Just like the original argument that fictional violence causes real violence, the existence of Trickster takes away any parental culpability, instead laying sole blame on the games and their terrifyingly omnipotent ability to cause violence in their innocent and uncorrupted offspring.
It’s interesting how Brainscan also foreshadows the fear of the internet; the vast unknowable world and dangers that it represented in the 90s. While Trickster is a totally ridiculous reinterpretation of classical figures like Loki, in the tech-heavy world of the movie, he can also be read as the “dangerous stranger.” Which was, and still is, a key part of parental fears around web usage. Never knowing who’s at the other end of a chat window, or monitor elsewhere. A figure we were all taught to be afraid of, Trickster lures Michael in with lies, only to put him in danger and use his trust to cause all manner of harm.
Although the “stranger danger” part of internet fear wouldn’t become common until a fair few years later when people began to have easy access to the internet in their homes, it’s really interesting how interchangeably this analog for the panic of video game violence could have been reused to showcased the fear around the horrors that lay on the world wide web.
The actual mechanics of Brainscan are revealing too. Of the games that caused the North American congressional hearings, this is closest to Night Trap. That game featured a live-action movie of kids being killed by vampires, that the player could stop by watching via CCTV. It’s probably the least well-known and least notorious of the games, but it’s definitely the easiest to put to screen. In the original Mortal Kombat game, the avatars were glitchy and adapted from computer generated images of real fighters, giving it an always unreal feel.
But in Brainscan, Michael’s violent experiences within the game always look as if he’s actually there, making it feel far more real (and less like a videogame). It makes sense narratively, but ages the movie in a unique fashion; many remember the shock around the brutal fatalities of Mortal Kombat, but only a few horror-gaming diehards recall the story of Night Trap.

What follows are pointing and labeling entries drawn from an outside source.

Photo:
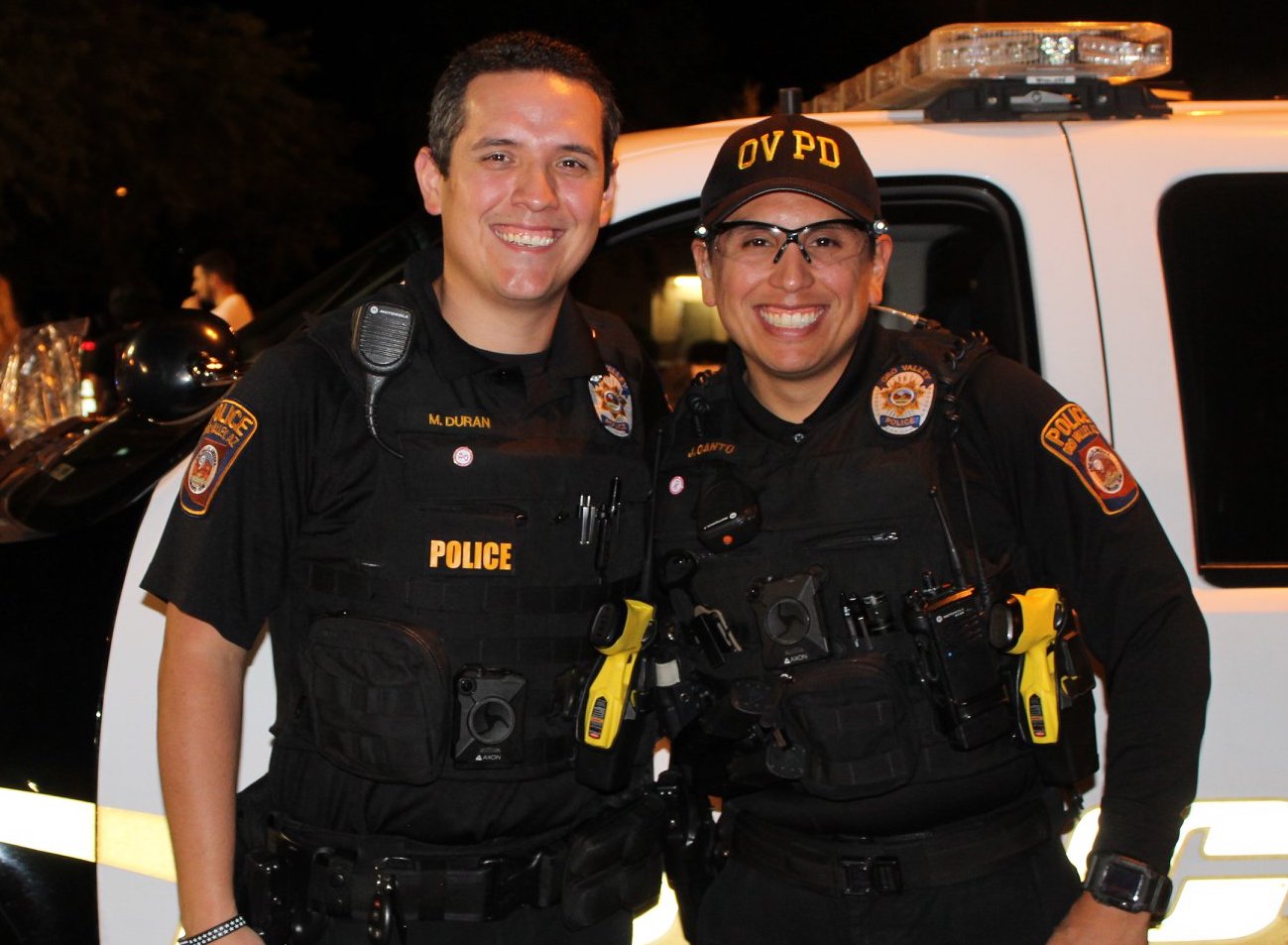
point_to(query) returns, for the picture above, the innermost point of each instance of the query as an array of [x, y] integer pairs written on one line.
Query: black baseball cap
[[791, 152]]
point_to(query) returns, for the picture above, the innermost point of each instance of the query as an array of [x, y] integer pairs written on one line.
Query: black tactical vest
[[826, 713], [448, 620]]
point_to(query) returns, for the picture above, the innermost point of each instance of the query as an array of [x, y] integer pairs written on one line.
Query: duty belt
[[887, 866], [391, 891]]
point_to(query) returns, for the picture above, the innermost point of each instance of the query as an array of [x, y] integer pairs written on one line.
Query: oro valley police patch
[[228, 431], [611, 397], [901, 400], [1072, 435]]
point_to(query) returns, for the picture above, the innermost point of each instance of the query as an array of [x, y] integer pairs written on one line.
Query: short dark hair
[[516, 52], [218, 263]]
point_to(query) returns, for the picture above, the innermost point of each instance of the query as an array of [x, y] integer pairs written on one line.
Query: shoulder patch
[[611, 397], [228, 430], [1073, 436], [901, 400]]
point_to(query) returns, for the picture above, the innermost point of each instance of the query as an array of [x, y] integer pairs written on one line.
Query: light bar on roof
[[1037, 53]]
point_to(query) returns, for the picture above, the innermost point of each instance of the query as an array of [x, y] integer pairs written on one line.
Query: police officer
[[427, 499], [857, 515]]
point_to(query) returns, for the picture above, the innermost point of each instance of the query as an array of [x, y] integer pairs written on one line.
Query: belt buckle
[[386, 913], [869, 876]]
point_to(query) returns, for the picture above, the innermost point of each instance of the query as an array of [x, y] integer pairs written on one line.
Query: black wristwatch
[[1127, 884]]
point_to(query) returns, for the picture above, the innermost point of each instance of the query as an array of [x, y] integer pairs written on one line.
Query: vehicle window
[[1224, 246], [959, 259]]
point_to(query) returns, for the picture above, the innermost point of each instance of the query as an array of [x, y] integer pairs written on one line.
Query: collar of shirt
[[572, 350]]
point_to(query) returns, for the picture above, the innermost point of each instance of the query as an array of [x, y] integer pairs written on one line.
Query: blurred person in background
[[214, 286]]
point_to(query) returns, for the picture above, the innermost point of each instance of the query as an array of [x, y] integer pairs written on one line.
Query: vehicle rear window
[[1224, 247]]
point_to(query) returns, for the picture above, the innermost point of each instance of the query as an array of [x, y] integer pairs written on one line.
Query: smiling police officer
[[427, 499], [862, 519]]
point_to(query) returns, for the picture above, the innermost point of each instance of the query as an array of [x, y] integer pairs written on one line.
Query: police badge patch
[[901, 400], [611, 397], [1073, 436], [228, 431]]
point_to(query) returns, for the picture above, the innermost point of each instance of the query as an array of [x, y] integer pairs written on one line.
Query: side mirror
[[176, 366]]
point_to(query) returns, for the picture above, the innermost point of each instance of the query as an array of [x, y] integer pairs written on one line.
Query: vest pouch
[[853, 717], [379, 695]]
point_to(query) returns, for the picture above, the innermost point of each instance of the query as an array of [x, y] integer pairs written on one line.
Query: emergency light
[[1036, 53]]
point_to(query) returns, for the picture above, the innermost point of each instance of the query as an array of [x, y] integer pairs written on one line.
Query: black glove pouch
[[854, 720], [615, 863]]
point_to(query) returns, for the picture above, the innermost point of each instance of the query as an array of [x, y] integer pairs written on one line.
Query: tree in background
[[133, 135]]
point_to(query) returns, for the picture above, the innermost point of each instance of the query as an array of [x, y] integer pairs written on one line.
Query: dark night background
[[284, 132]]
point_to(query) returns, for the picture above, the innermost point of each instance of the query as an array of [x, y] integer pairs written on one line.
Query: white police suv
[[1127, 246]]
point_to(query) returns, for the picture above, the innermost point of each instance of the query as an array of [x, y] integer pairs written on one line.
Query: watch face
[[1123, 883]]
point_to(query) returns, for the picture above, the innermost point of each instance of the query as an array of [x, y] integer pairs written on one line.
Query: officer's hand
[[1094, 923], [242, 936]]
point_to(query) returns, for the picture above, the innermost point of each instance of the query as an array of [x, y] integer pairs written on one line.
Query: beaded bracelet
[[214, 933]]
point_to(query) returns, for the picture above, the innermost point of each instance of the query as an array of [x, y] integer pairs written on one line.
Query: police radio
[[382, 345], [957, 664]]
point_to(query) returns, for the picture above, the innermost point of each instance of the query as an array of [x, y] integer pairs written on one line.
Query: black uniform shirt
[[290, 478], [1052, 503]]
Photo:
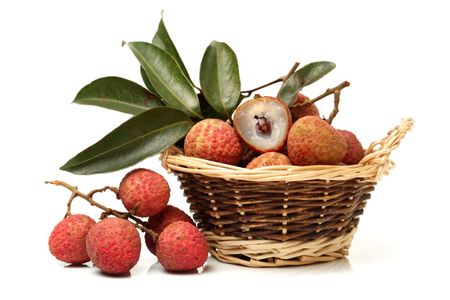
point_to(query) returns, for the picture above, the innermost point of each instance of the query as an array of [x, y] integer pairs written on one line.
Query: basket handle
[[378, 152]]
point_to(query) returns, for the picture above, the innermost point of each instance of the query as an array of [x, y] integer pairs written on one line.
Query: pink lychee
[[67, 241], [114, 245], [181, 247], [355, 151], [146, 190], [312, 141], [158, 222], [215, 140]]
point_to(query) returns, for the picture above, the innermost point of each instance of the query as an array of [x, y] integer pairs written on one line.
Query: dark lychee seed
[[263, 125]]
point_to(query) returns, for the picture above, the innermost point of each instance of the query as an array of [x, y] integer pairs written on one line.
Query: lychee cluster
[[114, 245], [266, 126]]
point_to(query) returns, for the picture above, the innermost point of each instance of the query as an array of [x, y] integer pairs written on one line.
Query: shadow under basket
[[281, 215]]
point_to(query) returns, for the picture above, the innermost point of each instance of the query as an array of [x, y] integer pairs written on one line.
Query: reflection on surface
[[214, 266]]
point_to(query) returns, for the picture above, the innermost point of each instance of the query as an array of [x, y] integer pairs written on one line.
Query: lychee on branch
[[336, 91], [138, 223]]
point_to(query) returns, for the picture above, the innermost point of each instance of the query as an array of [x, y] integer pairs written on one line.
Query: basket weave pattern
[[281, 215]]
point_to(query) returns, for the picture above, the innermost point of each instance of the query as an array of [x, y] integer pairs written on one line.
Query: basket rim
[[372, 167]]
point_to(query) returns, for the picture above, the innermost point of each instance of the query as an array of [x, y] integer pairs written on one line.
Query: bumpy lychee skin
[[113, 245], [67, 241], [145, 188], [158, 222], [312, 141], [263, 123], [303, 111], [215, 140], [355, 151], [269, 159], [181, 247]]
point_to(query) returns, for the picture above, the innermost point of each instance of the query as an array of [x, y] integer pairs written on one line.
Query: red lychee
[[67, 241], [145, 188], [269, 159], [215, 140], [263, 123], [181, 247], [302, 111], [113, 245], [312, 141], [355, 151], [158, 222]]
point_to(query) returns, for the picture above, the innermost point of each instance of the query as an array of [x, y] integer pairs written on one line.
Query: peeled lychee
[[312, 141], [355, 151], [215, 140], [67, 241], [146, 190], [158, 222], [269, 159], [181, 247], [302, 111], [263, 123], [113, 245]]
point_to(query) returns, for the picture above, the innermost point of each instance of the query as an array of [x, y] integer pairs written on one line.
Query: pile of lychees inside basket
[[214, 122], [267, 132]]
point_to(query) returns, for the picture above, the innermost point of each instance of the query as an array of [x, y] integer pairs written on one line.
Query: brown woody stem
[[333, 114], [336, 91], [138, 223], [328, 92], [280, 79]]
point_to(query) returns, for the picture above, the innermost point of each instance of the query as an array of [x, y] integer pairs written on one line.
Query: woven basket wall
[[281, 215]]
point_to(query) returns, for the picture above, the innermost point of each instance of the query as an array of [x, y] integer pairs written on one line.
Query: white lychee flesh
[[266, 111]]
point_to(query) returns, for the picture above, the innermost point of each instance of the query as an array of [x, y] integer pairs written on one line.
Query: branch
[[333, 114], [138, 223], [280, 79], [328, 92]]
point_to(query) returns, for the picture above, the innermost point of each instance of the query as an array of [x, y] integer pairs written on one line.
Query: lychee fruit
[[312, 141], [215, 140], [302, 111], [158, 222], [145, 191], [355, 151], [114, 245], [67, 241], [263, 123], [269, 159], [181, 247]]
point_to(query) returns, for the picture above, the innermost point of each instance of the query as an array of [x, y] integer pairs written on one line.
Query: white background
[[395, 54]]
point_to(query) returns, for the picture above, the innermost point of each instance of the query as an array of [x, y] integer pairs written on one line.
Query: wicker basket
[[281, 215]]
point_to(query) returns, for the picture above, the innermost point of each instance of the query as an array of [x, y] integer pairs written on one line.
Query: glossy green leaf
[[140, 137], [208, 111], [147, 82], [167, 78], [118, 94], [219, 78], [303, 77], [162, 40]]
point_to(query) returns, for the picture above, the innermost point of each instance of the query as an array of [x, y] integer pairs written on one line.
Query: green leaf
[[208, 111], [162, 40], [167, 78], [219, 78], [118, 94], [140, 137], [147, 83], [303, 77]]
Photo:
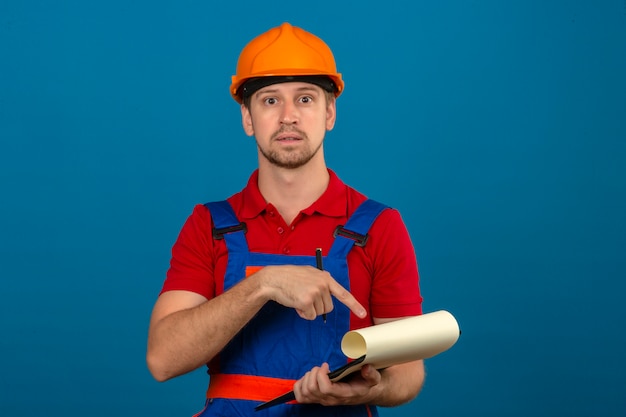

Much like the arguments and scandal that inspired it, Brainscan doesn’t actually feature a child turned evil by video games. In a final act twist that takes the controversial Dallas “it was all a dream” device and skews it towards gamers, we learn that nothing that happened since Michael entered the game was real. The actual experience of playing Brainscan comes from the program reading what your deepest fears are and crafting a narrative around them. In Michael’s case, this was the violence that he committed in the games becoming real.
Although we saw him kill and eventually get killed, those events all took place within the game, and Michael wakes up absolutely fine. Now, though, he is fully aware of the powerful computer-generated narrative he has experienced.
It’s a strangely lighthearted—and extremely tropey—reveal, especially after the brutal death Michael suffers at the hands of Langella’s detective. But it makes sense if we think of Brainscan as two different movies struggling for dominance. One is a grimy B-movie that explores a loss of agency while trying—and failing—to get away with a heinous crime. The other is a PG-13 sci-fi parable about the danger of falling for the lies of others, especially strange, demented men you meet in the gaming world (or as it would come to be years later, on the internet).
Ultimately, the final reveal works as a fitting—if unintentional—commentary on the nature of the hearings and the panic around video game violence. Michael’s experiences, though terrible and scary, are simply based on his own fears. Just as the imagined horrors of video game violence seemed terrifying to worried parents everywhere, the events of Michael’s narrative are entirely imagined. Somehow, the fabric of society remains intact.